We have all been made to believe that breastfeeding is good for a young baby, but according to researchers from Harvard Medical School and the Cambridge Health Alliance, breastfeeding is not only good for children, but also for their mothers, providing more health benefits and preventing more maternal diseases than previously known.
According to a new study published online in Maternal & Child Nutrition, breastfeeding for a total of one year and exclusively for six months — could protect babies and their mums from premature death.
According to the study’s lead author Dr. Melissa Bartick, assistant professor of medicine at Harvard Medical School and the Cambridge Health Alliance: “Breastfeeding is far more beneficial in preventing disease and reducing costs than previously estimated,”
“The results should compel all hospitals to develop programs aimed at helping new moms learn to breastfeed their babies.”
To conduct the study, the researchers modelled two groups. One was an “optimal” group, in which the majority of moms breastfed as recommended. That group was compared with a “suboptimal” group, in which moms breastfed at current rates in the US, which are less than the recommended guidelines.
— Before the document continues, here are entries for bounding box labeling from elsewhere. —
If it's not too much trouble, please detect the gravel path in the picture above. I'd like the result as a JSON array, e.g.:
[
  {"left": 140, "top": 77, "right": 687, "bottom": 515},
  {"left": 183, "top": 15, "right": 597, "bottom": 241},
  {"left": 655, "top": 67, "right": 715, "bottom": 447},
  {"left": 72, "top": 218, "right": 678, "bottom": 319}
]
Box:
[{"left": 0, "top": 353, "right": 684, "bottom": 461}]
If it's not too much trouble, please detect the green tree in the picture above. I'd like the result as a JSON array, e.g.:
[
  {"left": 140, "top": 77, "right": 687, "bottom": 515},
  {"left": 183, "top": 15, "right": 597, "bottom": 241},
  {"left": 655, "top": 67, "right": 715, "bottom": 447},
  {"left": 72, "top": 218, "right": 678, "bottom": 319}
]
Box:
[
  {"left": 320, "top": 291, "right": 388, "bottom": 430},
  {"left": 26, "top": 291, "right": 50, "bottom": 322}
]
Using existing research and government data, they projected the rates and costs of diseases that breastfeeding is known to reduce, along with the rates and costs of early deaths from those diseases.
Children’s diseases included in the evaluation were acute lymphoblastic leukaemia, ear infections, Crohn’s disease, ulcerative colitis, gastrointestinal infections, lower respiratory tract infections, obesity, necrotizing enterocolitis and SIDS. For mothers, the study included breast cancer, pre-menopausal ovarian cancer, diabetes, hypertension and heart attacks.